Marx saw how the commodity form makes social relations appear as relations between things, obscuring the labor and conflict that underwrite them (Marx, 1976). Analogously, one could say that the legal form makes relations of power and desire appear as neutral applications of rules. Sympathy for Lady Vengeance tears the veil off that neutrality. It shows law as one machine among others, no more holy than the improvised slaughterhouse where Baek is finally carved to pieces.


After Vengeance: No Innocents, Only Arrangements

In the end, there are no innocents left. Not Baek, obviously, but also not Geum‑ja, not the parents, not the priest who lent his authority to a false redemption, not the faceless judges who smiled at the orderly conclusion of a trial that solved nothing. The film refuses the comfort of a clear moral accounting. Instead, it offers a map of intersecting desiring-machines, each producing its own justifications, each feeding off and feeding into the others.

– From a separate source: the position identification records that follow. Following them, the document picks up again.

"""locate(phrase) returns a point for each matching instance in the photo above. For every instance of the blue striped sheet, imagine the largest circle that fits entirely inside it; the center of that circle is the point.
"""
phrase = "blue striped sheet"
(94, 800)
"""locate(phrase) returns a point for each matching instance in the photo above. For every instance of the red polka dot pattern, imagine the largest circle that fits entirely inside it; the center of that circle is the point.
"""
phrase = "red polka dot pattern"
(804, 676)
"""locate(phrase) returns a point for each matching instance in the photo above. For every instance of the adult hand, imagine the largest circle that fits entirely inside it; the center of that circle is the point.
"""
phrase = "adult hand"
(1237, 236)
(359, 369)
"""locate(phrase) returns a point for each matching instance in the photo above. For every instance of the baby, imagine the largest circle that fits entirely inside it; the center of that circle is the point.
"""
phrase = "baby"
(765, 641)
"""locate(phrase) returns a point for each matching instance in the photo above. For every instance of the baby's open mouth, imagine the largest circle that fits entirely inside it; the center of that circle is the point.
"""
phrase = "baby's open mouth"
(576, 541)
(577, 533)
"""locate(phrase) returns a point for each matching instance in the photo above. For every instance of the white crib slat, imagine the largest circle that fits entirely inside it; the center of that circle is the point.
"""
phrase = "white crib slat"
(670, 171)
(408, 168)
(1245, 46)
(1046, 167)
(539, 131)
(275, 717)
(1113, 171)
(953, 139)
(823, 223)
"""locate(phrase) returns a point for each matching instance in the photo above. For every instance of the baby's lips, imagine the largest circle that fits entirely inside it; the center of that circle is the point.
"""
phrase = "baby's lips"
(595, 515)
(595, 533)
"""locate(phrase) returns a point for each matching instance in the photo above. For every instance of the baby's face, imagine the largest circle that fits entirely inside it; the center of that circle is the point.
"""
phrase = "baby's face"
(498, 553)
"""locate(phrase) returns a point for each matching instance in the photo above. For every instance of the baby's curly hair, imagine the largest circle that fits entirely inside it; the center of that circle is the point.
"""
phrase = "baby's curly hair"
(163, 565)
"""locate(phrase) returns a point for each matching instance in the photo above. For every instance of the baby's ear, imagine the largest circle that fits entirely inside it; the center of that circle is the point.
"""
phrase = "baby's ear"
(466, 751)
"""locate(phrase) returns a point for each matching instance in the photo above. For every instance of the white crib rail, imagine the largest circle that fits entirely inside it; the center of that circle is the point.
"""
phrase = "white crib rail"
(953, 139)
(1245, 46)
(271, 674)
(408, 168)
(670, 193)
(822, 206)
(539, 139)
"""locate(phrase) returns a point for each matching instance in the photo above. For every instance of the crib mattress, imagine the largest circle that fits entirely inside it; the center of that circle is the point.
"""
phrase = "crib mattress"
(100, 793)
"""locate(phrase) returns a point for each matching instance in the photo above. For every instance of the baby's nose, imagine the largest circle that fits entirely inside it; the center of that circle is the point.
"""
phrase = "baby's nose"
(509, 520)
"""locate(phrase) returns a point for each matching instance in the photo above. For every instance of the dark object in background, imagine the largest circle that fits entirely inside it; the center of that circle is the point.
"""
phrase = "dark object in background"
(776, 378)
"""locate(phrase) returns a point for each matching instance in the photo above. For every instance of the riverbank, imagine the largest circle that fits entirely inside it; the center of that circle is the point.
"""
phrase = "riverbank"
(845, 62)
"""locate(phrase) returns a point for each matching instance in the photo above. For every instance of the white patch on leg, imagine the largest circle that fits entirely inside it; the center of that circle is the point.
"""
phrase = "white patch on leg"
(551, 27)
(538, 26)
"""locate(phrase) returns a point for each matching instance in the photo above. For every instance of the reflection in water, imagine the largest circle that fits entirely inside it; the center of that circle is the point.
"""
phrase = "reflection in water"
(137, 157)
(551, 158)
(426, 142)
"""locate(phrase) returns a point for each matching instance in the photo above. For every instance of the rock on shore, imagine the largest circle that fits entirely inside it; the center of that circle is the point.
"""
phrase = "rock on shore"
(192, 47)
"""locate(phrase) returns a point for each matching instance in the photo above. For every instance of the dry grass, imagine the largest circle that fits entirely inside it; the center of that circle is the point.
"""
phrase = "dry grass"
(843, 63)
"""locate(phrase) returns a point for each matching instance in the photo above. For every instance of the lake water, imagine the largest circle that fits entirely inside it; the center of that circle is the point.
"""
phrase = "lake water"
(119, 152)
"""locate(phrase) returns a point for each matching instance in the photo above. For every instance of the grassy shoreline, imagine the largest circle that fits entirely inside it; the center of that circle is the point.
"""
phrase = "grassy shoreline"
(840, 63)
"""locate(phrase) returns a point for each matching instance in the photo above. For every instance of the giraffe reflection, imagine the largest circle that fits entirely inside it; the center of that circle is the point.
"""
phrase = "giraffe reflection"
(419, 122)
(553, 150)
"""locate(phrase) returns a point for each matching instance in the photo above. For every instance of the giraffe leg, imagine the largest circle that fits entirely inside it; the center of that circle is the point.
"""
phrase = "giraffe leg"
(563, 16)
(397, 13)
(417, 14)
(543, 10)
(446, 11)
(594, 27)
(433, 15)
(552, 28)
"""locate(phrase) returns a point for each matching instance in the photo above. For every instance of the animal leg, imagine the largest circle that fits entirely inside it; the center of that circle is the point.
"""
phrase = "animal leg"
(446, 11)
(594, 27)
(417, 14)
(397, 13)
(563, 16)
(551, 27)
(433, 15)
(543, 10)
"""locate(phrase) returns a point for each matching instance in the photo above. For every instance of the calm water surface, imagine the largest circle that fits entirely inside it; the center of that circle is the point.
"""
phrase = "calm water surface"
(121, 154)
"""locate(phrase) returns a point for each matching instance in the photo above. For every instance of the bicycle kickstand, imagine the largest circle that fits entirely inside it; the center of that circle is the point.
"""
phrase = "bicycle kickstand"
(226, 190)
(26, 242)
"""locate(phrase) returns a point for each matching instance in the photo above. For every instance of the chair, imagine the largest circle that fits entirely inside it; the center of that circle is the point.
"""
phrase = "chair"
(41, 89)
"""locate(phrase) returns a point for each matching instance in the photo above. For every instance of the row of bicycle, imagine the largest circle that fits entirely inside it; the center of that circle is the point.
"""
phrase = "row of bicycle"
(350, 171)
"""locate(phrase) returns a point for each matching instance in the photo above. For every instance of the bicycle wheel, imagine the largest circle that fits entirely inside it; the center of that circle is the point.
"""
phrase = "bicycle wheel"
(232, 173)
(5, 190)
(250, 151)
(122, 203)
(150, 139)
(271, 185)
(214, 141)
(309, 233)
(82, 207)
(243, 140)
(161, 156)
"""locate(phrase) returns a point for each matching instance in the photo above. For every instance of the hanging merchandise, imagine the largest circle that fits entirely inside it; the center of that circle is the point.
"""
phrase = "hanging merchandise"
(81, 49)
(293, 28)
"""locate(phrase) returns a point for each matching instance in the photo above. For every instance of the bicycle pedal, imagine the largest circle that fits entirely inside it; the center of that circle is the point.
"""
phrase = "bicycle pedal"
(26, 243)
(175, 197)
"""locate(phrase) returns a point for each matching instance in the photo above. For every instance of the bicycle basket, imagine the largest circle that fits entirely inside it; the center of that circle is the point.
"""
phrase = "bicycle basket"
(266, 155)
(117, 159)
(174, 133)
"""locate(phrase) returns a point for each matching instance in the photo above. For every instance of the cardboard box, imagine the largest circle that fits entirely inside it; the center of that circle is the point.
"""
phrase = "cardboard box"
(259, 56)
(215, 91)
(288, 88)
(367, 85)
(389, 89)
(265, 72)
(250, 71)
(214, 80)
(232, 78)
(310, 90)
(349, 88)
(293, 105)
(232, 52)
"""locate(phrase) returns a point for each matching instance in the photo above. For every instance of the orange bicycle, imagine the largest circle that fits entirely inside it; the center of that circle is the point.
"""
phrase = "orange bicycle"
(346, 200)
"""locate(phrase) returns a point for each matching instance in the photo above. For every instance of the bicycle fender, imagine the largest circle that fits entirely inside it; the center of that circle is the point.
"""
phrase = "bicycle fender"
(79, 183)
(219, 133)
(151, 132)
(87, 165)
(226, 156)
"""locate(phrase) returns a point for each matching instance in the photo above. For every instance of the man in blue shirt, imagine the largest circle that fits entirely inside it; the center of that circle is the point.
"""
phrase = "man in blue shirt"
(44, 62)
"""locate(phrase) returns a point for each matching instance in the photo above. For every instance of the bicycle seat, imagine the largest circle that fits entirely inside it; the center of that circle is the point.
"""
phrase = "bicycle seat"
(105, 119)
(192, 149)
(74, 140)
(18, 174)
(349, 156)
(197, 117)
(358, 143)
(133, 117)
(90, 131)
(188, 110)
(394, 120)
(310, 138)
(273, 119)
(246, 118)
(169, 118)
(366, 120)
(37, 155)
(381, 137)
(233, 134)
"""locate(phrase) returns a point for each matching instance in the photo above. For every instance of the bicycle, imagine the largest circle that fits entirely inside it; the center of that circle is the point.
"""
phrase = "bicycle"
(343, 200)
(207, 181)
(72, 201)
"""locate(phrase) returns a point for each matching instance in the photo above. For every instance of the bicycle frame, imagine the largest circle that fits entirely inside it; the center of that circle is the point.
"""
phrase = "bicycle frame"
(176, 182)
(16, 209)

To read Sympathy for Lady Vengeance schizoanalytically is not to praise Geum‑ja as revolutionary heroine or condemn her as mere criminal, but to trace how vengeance operates as a broken machine of justice: sometimes exposing truths the law prefers to hide, sometimes reproducing the very violences it sought to contest, always entangled with larger structures of power and affect.

The tofu that refuses to be eaten at the prison gate and the tofu that receives her face at the end are two ends of a circuit that never fully closes. Between them stretch desolate corridors, improvised alliances, colored phone charms, ropes and knives and trembling hands, a classroom turned into a torture chamber, a father weeping as he wipes his blade. There is no final balance, no ledger in which one can write, with satisfaction, “account settled.”

What remains is the uneasy knowledge that justice, in cases like these, cannot be anything but uneven, compromised, and haunted. Vengeance, far from being a simple barbaric residue, becomes one of the few available languages in which that haunting can be spoken. And tofu—absurd, bland, easily crushed—becomes the paradoxical emblem of a desire for purity that knows itself to be permanently stained.


References

Deleuze, G., & Guattari, F. (1983). Anti-Oedipus: Capitalism and schizophrenia (R. Hurley, M. Seem, & H. R. Lane, Trans.). University of Minnesota Press.

Deleuze, G., & Guattari, F. (1987). A thousand plateaus: Capitalism and schizophrenia (B. Massumi, Trans.). University of Minnesota Press.

Foucault, M. (1977). Discipline and punish: The birth of the prison (A. Sheridan, Trans.). Pantheon.

Lacan, J. (1977). Écrits: A selection (A. Sheridan, Trans.). W. W. Norton.

Marx, K. (1976). Capital: A critique of political economy, Volume 1 (B. Fowkes, Trans.). Penguin.

Nietzsche, F. (1994). On the genealogy of morality (C. Diethe, Trans.). Cambridge University Press. (Original work published 1887)

Reich, W. (1970). The mass psychology of fascism (V. R. Carfagno, Trans.). Farrar, Straus and Giroux.

Žižek, S. (1992). Looking awry: An introduction to Jacques Lacan through popular culture. MIT Press.